骨怪瞅准一个机会,其中一个头颅大嘴一张,冲着霍老怪狠狠咬下!
眼看这霍老怪立马就要被咬成两截,横尸当场!
霍老怪居然不退反进,猛然回头迎面而上,一双大手正好卡在骨怪的上下颌骨上。
霍老怪气沉丹田,大喝一声,双手如一把巨钳,硬生生将骨怪头颅扯成了两半,随手扔到了身后!
吼!吼!吼!
骨怪原本三个头颅此时居然被霍老怪徒手毁掉了一个。
骨怪恼羞成怒,腰身一扭,巨大的骨鞭如影随形,飞速的抽了过来!
霍老怪方一得手,立马后退,谁知还是晚了一步,骨鞭上巨大的骨刺已经迫在眉前。
霍老怪实在没法,只能出拳硬挡,两拳力带千钧,与迎面而来的骨鞭正面相抗!
咔嚓一声巨响!
巨大的骨刺居然被千钧神力接连打断了好几根,但无奈来势太过猛烈,霍老怪整个人也被抽的倒飞而去,去势不减,将坟头前的一个墓碑撞的粉碎。
在黑暗里沉沦,早已经忘记了当初的坚持,只记得那日花前月下,你对我许下的誓言。
山河人间,数不清风雨情仇,昨日旧话,添得是今日烦忧!
青衣女鬼楞在那里,迷失了,全身上下原本笼罩的黑气突然散的一干二净,露出一袭白衣水袖,红粉绣鞋。
此时望去,青衣女鬼就如同普普通通的弱女子,为情所困,愁绪蔓延。
青衣女鬼似乎忘记了崔岳的存在,自顾自走到一处坟头坐下,默默地看着近在咫尺的云山村,爱恨情仇一时都在嘴边,像是自述,又像是私语。
有个生下来爹妈就不要的女娃,被一户做工的石匠人家捡了去,养活了下来。
日子虽然过得清苦,但养父养母待她很好,一家人也算是和和睦睦。直到九岁那年,养父居然学会了抽芙蓉膏,家里的日子急转直下,但凡有点值钱的,都被他换成了钱,拿去回生堂换了芙蓉膏。

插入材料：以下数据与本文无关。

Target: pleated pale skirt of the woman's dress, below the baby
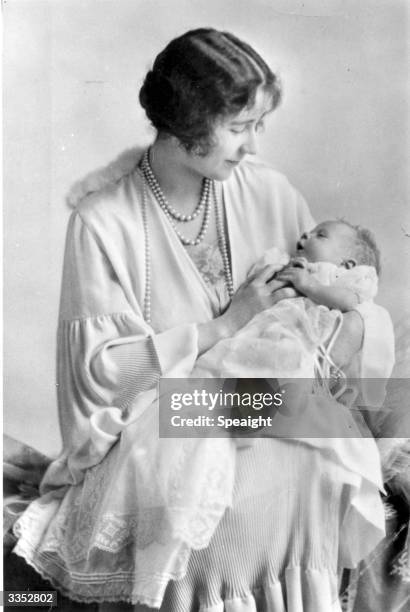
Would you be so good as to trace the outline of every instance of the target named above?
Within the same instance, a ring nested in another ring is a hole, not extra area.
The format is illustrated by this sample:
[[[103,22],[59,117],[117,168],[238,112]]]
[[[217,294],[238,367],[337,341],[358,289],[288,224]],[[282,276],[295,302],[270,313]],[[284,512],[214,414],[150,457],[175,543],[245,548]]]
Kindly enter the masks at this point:
[[[233,507],[168,585],[161,612],[341,611],[339,538],[355,477],[303,442],[258,441],[238,455]],[[356,533],[361,553],[382,537],[377,516],[372,534]]]

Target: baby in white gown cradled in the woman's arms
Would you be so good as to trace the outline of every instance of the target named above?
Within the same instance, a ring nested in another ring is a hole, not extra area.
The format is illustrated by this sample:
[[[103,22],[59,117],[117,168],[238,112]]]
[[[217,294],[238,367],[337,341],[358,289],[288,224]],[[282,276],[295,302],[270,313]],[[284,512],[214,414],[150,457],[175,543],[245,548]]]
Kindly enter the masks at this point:
[[[277,267],[277,288],[291,285],[301,297],[276,303],[217,343],[197,361],[196,377],[314,379],[338,370],[330,352],[342,313],[377,294],[380,254],[372,234],[346,221],[324,221],[301,236],[294,257],[272,248],[250,274],[267,264]],[[393,338],[388,342],[393,346]],[[392,363],[383,365],[386,378],[391,367]],[[347,375],[359,378],[363,371],[356,359]]]

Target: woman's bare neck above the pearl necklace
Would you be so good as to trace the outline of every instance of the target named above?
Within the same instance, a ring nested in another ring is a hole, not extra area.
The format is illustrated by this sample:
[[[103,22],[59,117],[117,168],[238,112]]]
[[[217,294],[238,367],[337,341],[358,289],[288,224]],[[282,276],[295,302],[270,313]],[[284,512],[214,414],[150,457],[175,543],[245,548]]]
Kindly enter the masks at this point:
[[[186,163],[187,153],[176,138],[157,138],[150,163],[166,199],[179,212],[190,212],[198,203],[203,177]]]

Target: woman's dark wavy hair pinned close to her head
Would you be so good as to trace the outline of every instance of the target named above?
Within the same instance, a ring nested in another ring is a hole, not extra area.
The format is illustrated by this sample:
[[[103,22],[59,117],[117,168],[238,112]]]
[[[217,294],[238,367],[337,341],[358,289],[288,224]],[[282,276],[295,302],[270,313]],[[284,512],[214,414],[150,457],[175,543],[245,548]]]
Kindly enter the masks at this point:
[[[157,56],[139,99],[160,135],[206,155],[215,122],[250,108],[260,86],[273,110],[280,84],[260,55],[229,32],[201,28],[175,38]]]

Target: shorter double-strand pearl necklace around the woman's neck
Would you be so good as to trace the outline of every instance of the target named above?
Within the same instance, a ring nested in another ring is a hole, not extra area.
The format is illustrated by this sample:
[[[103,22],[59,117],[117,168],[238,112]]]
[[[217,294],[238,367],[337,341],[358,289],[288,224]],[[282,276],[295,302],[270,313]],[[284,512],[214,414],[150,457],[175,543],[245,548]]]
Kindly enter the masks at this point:
[[[211,212],[210,193],[211,193],[212,181],[210,179],[204,179],[203,185],[202,185],[201,197],[200,197],[198,205],[196,206],[195,210],[190,215],[183,215],[182,213],[175,210],[173,206],[170,206],[167,199],[165,198],[165,195],[161,187],[159,186],[159,183],[155,177],[155,174],[152,171],[151,164],[149,162],[149,150],[144,153],[144,156],[141,160],[141,170],[142,170],[145,180],[147,181],[152,193],[155,196],[155,199],[157,200],[158,204],[164,211],[166,217],[170,221],[172,227],[174,228],[182,244],[184,244],[185,246],[187,245],[197,246],[198,244],[200,244],[205,238],[206,232],[208,231],[208,227],[209,227],[209,216]],[[175,223],[175,220],[182,221],[183,223],[192,221],[199,215],[200,212],[202,212],[204,208],[205,208],[204,218],[203,218],[201,228],[199,230],[197,237],[193,239],[186,238],[179,231]]]

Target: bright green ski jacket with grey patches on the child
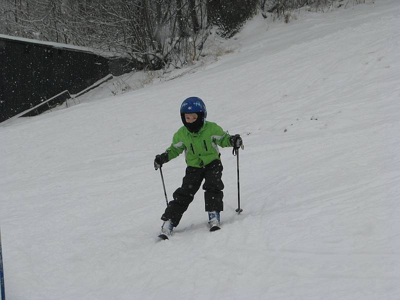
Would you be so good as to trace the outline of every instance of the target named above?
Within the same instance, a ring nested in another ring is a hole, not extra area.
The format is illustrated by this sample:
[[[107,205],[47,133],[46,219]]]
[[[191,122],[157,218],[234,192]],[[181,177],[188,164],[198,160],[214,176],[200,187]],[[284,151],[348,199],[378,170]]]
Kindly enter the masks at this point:
[[[184,151],[187,166],[203,167],[219,159],[218,146],[231,147],[229,133],[214,122],[205,121],[198,132],[182,126],[173,134],[171,145],[165,150],[168,161]]]

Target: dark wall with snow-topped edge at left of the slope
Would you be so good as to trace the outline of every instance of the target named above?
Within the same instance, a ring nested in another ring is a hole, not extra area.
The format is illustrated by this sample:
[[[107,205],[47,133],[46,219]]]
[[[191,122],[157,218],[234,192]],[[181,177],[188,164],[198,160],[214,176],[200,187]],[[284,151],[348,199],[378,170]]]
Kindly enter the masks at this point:
[[[110,73],[94,53],[0,37],[0,122],[67,89],[71,94]]]

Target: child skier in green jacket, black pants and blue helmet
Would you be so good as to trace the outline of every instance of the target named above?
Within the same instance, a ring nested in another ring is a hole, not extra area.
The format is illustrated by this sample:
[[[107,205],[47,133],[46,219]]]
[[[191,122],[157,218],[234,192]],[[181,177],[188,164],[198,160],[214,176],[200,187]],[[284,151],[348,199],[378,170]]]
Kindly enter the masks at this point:
[[[187,164],[182,185],[173,192],[173,200],[169,201],[161,216],[163,224],[160,235],[165,237],[171,235],[173,227],[178,225],[203,179],[205,211],[208,211],[210,231],[219,229],[219,212],[223,210],[223,167],[218,145],[242,147],[242,139],[238,134],[229,135],[216,123],[205,120],[207,110],[198,97],[189,97],[182,102],[180,117],[183,126],[173,135],[172,144],[154,159],[154,168],[158,169],[184,151]]]

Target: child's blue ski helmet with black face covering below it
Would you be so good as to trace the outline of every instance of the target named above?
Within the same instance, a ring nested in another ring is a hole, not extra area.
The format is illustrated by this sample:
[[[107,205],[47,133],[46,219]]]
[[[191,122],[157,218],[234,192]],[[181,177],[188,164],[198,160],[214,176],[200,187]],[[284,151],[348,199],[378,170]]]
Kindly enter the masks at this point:
[[[197,113],[197,120],[192,123],[187,123],[184,117],[185,113]],[[207,109],[203,100],[198,97],[188,97],[184,99],[180,105],[180,118],[183,125],[190,132],[198,132],[202,125],[204,125],[205,117],[207,116]]]

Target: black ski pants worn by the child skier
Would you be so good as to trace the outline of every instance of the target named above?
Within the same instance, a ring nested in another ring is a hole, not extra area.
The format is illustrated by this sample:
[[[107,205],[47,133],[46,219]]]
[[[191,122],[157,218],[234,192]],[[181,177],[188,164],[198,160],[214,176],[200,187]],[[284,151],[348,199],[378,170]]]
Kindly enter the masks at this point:
[[[173,226],[176,227],[183,212],[187,210],[187,207],[193,201],[194,194],[200,188],[203,179],[205,211],[222,211],[222,169],[223,166],[219,159],[211,161],[204,167],[186,167],[182,186],[173,192],[173,200],[169,201],[161,220],[166,221],[169,219]]]

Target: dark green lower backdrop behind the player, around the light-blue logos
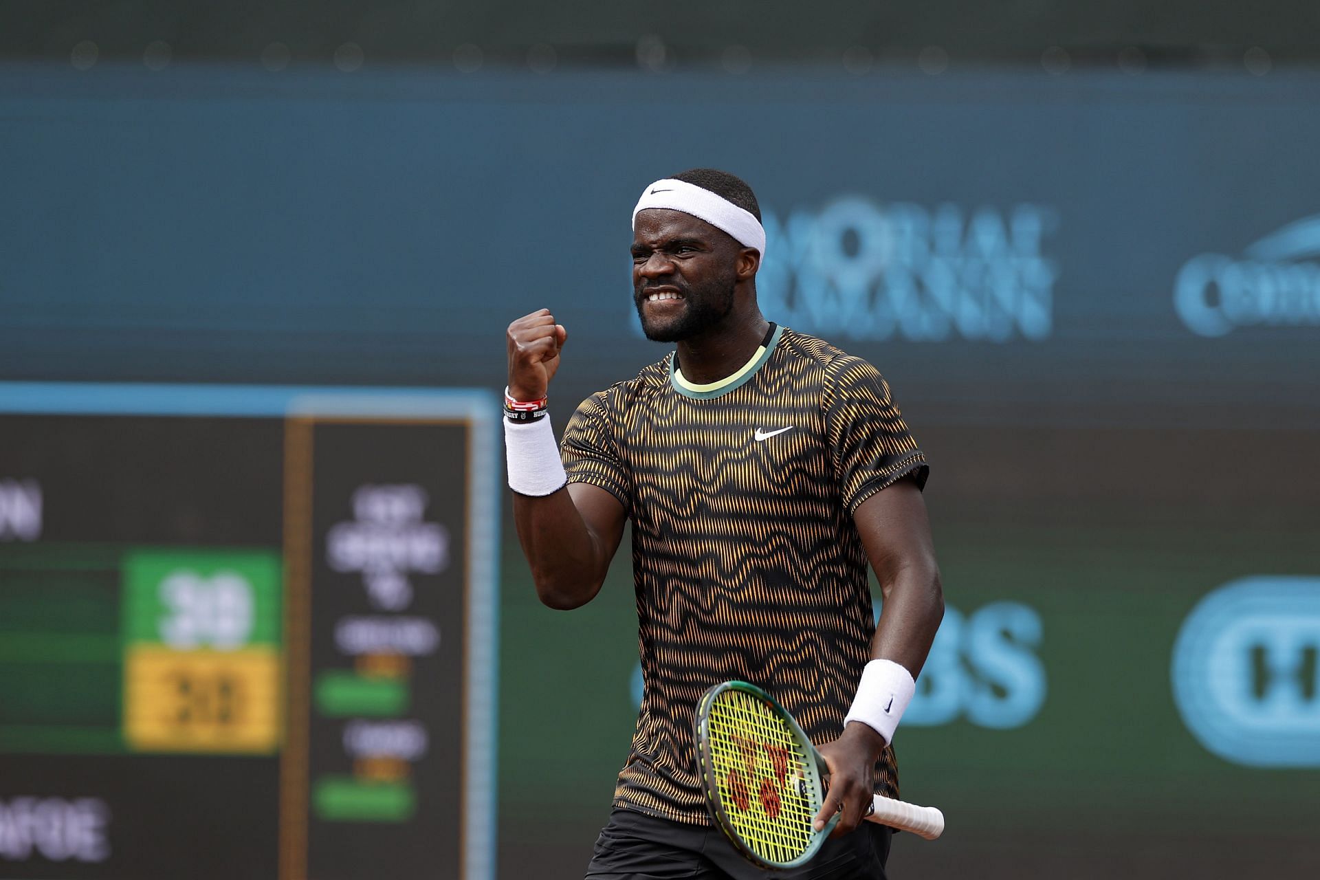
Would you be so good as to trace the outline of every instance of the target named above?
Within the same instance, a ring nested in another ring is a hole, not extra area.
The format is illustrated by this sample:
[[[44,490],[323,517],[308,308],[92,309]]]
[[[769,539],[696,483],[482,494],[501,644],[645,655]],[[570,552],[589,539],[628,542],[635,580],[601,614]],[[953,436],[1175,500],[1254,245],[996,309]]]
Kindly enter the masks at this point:
[[[1320,516],[1304,503],[1320,437],[909,421],[933,459],[946,603],[1035,608],[1048,693],[1014,730],[900,727],[903,794],[940,806],[948,831],[899,835],[891,875],[1313,876],[1320,770],[1205,751],[1177,714],[1170,664],[1206,592],[1320,569]],[[1267,464],[1224,467],[1247,447]],[[539,876],[578,877],[632,732],[627,544],[581,610],[540,607],[512,541],[503,590],[502,876],[535,859]]]

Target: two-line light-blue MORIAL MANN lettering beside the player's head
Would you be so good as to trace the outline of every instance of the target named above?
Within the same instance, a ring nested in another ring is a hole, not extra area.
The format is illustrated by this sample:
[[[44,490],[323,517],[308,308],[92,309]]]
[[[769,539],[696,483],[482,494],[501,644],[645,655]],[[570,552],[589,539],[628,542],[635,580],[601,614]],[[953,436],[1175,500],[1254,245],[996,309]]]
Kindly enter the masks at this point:
[[[883,207],[845,197],[785,219],[766,211],[767,260],[756,276],[762,310],[800,330],[841,339],[1006,343],[1053,330],[1057,265],[1043,239],[1048,207],[972,211],[957,204]]]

没过多久,家里能被他卖的都卖了,养父就像是变了一个人,直到有一天,他将自己的老婆也押给了回生堂,她知道他再也不是她的养父了,她开始感到恐惧,害怕。
果然没过多久,噩梦降临,女娃被他捆了扔给回生堂的掌柜做童养媳,自打那以后,就再也没见过他。
在掌柜的家里做牛做马,每天吃的却比门房的狗还少。女娃知道自己要活下去,有天夜里,趁着门房的伙计醉了酒,跑了出去,一路上没敢回头,直到跑的失去了知觉……

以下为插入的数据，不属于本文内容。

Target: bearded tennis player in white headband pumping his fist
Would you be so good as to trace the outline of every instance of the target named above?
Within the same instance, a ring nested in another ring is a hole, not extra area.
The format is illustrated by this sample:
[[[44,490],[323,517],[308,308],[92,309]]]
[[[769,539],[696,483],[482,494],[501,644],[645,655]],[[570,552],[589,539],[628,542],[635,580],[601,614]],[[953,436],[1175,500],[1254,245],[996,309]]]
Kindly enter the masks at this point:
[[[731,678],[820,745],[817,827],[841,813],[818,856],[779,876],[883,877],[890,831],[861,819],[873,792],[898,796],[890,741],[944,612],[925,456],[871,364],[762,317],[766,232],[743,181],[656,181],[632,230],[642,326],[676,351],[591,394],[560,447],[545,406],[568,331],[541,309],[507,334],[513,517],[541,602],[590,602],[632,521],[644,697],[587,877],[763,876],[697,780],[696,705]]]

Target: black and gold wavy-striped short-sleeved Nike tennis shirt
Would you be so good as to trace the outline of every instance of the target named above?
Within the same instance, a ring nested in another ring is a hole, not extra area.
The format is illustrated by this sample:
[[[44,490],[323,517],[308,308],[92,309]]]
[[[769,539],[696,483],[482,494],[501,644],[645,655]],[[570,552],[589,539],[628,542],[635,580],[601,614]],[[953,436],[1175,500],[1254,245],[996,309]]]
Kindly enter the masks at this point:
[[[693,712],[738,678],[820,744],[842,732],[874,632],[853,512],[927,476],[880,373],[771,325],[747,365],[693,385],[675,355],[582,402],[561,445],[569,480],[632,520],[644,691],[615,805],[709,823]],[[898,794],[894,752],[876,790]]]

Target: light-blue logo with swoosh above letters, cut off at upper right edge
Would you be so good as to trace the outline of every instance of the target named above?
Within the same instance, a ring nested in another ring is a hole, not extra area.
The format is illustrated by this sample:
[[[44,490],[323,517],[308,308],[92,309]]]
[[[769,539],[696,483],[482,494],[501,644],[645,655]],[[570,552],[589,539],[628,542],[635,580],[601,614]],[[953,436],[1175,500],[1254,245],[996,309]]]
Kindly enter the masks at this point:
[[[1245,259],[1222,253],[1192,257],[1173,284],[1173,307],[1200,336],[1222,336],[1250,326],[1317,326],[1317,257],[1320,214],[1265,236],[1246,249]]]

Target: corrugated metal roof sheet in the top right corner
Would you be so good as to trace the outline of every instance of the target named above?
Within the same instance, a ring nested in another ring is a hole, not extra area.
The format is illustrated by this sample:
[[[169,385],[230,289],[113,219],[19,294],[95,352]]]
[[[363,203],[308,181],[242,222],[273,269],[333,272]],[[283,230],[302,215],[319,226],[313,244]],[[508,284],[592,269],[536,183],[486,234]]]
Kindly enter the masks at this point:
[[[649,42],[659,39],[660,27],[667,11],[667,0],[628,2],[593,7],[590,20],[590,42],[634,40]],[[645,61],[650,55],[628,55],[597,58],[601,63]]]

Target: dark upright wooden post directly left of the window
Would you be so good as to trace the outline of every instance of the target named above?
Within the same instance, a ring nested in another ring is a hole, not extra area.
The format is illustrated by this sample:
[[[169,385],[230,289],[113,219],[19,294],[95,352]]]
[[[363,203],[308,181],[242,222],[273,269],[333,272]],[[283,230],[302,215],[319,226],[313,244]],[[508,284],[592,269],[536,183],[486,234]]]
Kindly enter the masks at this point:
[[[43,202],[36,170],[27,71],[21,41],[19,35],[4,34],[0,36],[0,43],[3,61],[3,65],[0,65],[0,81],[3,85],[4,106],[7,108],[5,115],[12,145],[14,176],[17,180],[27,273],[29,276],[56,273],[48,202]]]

也算是命好,居然被路过的戏台班子救了去,从此,戏台班子就是她的家,她的全部。
师傅说她天生就是吃这碗饭的,天赋异禀,短短几年她就成了当地走台串板的名角,她跟着戏台班子走南闯北,红极一时。
崔岳听的心神一紧,戏台班子?这青衣女鬼口中的女娃显然就是再说她自己,看来这变故是发生在青衣一角成名之后。
青衣女鬼轻抚着细发,白裙轻轻飘落,低首似回忆,又神往。
那日,她唱的一出《穆桂英挂帅》引得满堂彩,不知为何她却被台下的一个人瞧得心慌意乱,草草收场回了后台。
自打那以后,那个人就经常来看她的曲目……
“那个人是不是裴……”
崔岳听到这里,忍不住脱口问道。
“不错,他就是裴文定。”
青衣女鬼幽幽叹了一声。
也不知是什么时候开始,两个人已经暗生情愫,难舍难分,订下了三生之约。
天意弄人,两人一心比翼齐飞,自此化作连地枝。可是两人回到他的家乡云山村那日,她才知他早已有了家室,上有父母,下有妻儿!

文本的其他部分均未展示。